# Acid Fugue



## bianca (Oct 2, 2013)

is on-air :tiphat:





 or

__
https://soundcloud.com/bianca-piemonte%2Facidfugue

for pipe organ

Bianca P.


----------



## JamieHoldham (May 13, 2016)

It's quite a nice modern fugue, suprised me with the pedal in the beginning there.. question, what do you use to compose / how did you get the sound for the Organ to sound so good?


----------



## Pugg (Aug 8, 2014)

JamieHoldham said:


> It's quite a nice modern fugue, suprised me with the pedal in the beginning there.. question, what do you use to compose / how did you get the sound for the Organ to sound so good?

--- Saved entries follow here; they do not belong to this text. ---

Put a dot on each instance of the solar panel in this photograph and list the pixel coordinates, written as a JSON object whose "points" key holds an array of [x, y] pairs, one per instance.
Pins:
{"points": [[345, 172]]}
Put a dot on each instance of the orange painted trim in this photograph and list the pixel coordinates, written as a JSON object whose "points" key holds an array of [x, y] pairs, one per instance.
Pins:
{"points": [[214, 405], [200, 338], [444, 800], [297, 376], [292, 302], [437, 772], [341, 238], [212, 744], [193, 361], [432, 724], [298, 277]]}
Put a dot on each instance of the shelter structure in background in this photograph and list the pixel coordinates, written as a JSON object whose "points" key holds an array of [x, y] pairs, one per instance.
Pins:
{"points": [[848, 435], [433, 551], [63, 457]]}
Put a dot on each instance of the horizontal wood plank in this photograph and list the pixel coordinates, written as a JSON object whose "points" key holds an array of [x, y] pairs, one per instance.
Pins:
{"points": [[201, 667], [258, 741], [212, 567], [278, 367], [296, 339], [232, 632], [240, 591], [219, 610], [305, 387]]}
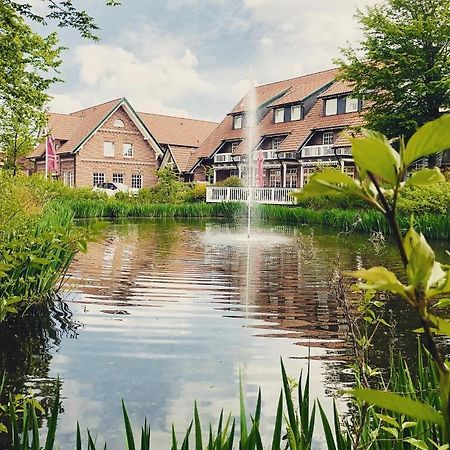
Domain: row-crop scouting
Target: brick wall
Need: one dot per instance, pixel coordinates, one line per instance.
(91, 157)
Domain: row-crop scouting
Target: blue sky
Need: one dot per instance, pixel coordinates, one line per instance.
(194, 57)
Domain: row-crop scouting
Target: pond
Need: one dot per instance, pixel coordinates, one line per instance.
(164, 312)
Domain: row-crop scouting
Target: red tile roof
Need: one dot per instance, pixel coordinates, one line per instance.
(177, 130)
(296, 132)
(73, 128)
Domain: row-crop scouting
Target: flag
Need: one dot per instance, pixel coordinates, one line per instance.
(260, 170)
(51, 159)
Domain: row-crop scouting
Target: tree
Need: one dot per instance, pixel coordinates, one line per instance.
(402, 65)
(27, 58)
(63, 12)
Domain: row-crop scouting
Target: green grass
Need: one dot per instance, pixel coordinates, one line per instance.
(294, 427)
(433, 226)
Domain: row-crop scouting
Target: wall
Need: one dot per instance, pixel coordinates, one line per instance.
(91, 157)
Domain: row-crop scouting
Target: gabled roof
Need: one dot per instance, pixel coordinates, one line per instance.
(292, 90)
(338, 88)
(73, 130)
(282, 92)
(178, 130)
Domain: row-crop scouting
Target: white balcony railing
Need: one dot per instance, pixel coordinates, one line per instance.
(317, 150)
(274, 196)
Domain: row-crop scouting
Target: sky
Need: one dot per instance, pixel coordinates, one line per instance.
(193, 58)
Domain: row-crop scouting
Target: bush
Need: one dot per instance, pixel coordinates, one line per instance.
(425, 199)
(232, 181)
(196, 194)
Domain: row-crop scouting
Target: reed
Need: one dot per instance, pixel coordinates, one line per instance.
(294, 427)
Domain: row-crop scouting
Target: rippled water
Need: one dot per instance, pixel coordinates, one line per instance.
(167, 312)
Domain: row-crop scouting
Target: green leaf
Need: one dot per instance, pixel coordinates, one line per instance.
(399, 404)
(425, 177)
(388, 419)
(417, 443)
(380, 278)
(433, 137)
(374, 154)
(420, 258)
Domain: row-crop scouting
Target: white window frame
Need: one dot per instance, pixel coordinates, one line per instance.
(291, 177)
(136, 181)
(237, 122)
(276, 142)
(118, 178)
(297, 116)
(278, 115)
(98, 178)
(351, 104)
(328, 138)
(331, 106)
(126, 150)
(275, 178)
(108, 149)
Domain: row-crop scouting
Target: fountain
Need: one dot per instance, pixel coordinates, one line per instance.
(251, 132)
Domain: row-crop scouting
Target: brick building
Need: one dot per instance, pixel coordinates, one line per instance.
(299, 129)
(111, 142)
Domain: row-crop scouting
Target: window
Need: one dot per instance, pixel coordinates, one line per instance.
(307, 172)
(128, 150)
(351, 104)
(296, 112)
(279, 115)
(237, 122)
(328, 138)
(108, 149)
(276, 142)
(291, 178)
(275, 178)
(98, 178)
(117, 177)
(136, 181)
(349, 170)
(331, 106)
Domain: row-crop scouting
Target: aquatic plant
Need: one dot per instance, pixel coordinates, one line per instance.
(382, 173)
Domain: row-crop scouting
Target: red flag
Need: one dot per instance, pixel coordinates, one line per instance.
(51, 159)
(260, 170)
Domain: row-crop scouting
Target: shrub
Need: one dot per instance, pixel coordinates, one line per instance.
(195, 194)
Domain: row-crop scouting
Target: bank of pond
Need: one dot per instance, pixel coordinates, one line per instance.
(433, 226)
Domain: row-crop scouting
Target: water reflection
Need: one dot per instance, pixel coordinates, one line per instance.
(169, 315)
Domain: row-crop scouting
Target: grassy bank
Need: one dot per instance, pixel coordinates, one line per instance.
(433, 226)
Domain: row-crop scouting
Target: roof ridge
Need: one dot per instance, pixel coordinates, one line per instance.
(95, 106)
(300, 76)
(178, 117)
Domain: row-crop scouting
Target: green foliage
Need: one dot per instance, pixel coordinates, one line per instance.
(381, 183)
(27, 58)
(400, 66)
(63, 12)
(38, 241)
(233, 181)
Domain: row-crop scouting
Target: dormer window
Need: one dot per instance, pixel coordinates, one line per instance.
(331, 106)
(328, 138)
(351, 104)
(237, 122)
(296, 112)
(278, 116)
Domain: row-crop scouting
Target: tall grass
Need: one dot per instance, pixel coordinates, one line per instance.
(294, 428)
(433, 226)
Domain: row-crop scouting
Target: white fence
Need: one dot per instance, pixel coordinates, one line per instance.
(274, 196)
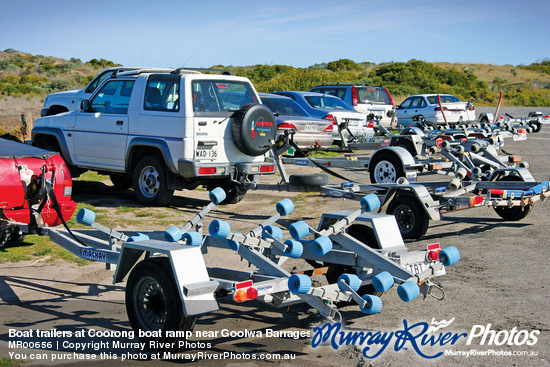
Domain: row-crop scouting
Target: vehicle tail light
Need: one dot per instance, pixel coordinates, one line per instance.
(244, 291)
(389, 95)
(330, 118)
(433, 252)
(67, 181)
(476, 200)
(207, 171)
(286, 126)
(354, 99)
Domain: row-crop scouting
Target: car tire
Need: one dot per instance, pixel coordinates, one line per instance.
(248, 138)
(150, 182)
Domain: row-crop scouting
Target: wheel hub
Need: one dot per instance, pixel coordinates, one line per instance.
(385, 172)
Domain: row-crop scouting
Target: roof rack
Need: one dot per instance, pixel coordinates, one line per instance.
(184, 70)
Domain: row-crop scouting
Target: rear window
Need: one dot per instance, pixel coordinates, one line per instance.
(284, 106)
(375, 95)
(327, 101)
(162, 93)
(337, 92)
(221, 95)
(444, 99)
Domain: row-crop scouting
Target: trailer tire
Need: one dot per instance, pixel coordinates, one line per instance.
(515, 213)
(411, 218)
(153, 302)
(385, 168)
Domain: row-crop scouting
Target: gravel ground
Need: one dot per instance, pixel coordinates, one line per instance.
(500, 284)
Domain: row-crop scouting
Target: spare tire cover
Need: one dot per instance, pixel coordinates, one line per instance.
(254, 129)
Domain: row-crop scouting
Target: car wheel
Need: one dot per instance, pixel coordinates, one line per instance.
(150, 182)
(385, 168)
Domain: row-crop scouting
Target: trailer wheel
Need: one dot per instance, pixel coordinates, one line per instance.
(514, 213)
(385, 168)
(153, 302)
(411, 218)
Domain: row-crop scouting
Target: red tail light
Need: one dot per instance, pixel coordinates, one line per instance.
(330, 118)
(476, 200)
(389, 95)
(207, 171)
(354, 99)
(286, 126)
(67, 181)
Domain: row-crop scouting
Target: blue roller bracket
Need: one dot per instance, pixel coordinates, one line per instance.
(217, 195)
(370, 202)
(173, 234)
(294, 249)
(408, 291)
(298, 230)
(449, 256)
(138, 237)
(322, 245)
(299, 283)
(373, 306)
(350, 279)
(285, 207)
(383, 281)
(274, 231)
(85, 216)
(234, 245)
(219, 228)
(192, 238)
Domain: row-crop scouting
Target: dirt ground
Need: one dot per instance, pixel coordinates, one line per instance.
(501, 283)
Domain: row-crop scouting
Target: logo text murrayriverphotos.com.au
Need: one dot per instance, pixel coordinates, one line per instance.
(423, 338)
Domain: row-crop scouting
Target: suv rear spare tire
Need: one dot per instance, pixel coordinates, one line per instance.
(254, 129)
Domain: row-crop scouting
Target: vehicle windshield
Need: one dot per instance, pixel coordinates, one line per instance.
(327, 101)
(444, 99)
(284, 106)
(372, 95)
(221, 95)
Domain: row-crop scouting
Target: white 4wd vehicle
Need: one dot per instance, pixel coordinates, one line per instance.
(70, 100)
(164, 131)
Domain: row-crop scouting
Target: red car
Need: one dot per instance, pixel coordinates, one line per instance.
(25, 174)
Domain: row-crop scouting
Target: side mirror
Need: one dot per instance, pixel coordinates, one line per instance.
(85, 105)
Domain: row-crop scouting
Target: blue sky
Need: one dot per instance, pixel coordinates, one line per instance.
(169, 33)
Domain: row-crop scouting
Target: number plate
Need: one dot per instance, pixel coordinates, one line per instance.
(206, 154)
(418, 268)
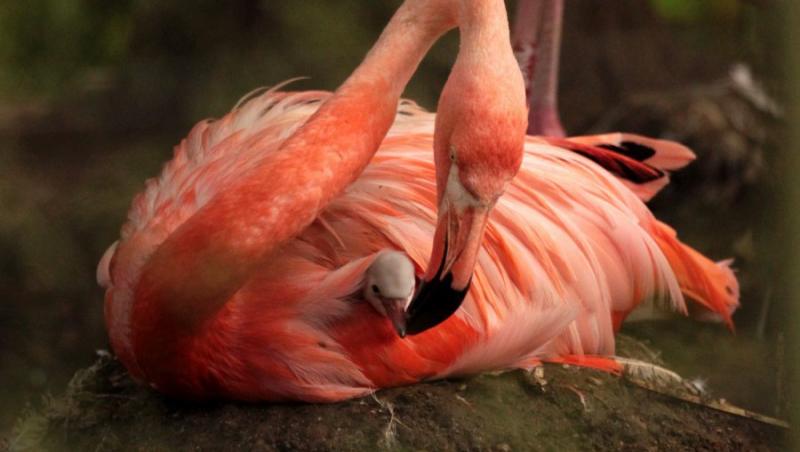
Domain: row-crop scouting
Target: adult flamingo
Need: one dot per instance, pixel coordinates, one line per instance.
(242, 269)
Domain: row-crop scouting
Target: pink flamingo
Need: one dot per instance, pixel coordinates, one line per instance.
(257, 266)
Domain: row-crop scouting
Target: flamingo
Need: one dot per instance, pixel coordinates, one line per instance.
(276, 256)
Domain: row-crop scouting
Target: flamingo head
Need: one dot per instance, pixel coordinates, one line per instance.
(478, 148)
(389, 285)
(475, 161)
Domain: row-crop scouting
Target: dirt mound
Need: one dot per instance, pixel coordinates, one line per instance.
(559, 408)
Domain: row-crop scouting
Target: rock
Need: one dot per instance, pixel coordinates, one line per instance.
(581, 409)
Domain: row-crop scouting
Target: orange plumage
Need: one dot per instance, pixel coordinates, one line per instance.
(240, 271)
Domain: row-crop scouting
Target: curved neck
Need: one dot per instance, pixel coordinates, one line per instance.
(205, 260)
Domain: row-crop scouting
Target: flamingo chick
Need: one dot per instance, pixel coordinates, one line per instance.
(389, 286)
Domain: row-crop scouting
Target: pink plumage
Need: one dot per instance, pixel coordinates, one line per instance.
(568, 252)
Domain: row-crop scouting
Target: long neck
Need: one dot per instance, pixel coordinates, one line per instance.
(196, 270)
(485, 85)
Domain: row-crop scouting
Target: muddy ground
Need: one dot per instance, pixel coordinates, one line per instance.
(566, 408)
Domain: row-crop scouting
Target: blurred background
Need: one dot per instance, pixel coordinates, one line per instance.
(94, 94)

I was just wondering the same, sounds almost like church organ.


----------



## bianca (Oct 2, 2013)

JamieHoldham said:


> It's quite a nice modern fugue, suprised me with the pedal in the beginning there.. question, what do you use to compose / how did you get the sound for the Organ to sound so good?


Finale / Hauptwerk

Thank you


----------



## dzc4627 (Apr 23, 2015)

Hehe, I like how it deceptively begins like Bach's fugue in G minor.


----------



## KjellPrytz (Dec 16, 2016)

Thank you Bianca. I like it.


----------



## KjellPrytz (Dec 16, 2016)

Pugg said:


> I was just wondering the same, sounds almost like church organ.


Why only "almost"? What is the difference?


----------



## bianca (Oct 2, 2013)

KjellPrytz said:


> Why only "almost"? What is the difference?


indeed, it is a pipe organ 



KjellPrytz said:


> Thank you Bianca. I like it.


I am pleased, I know my music is not always easy...


----------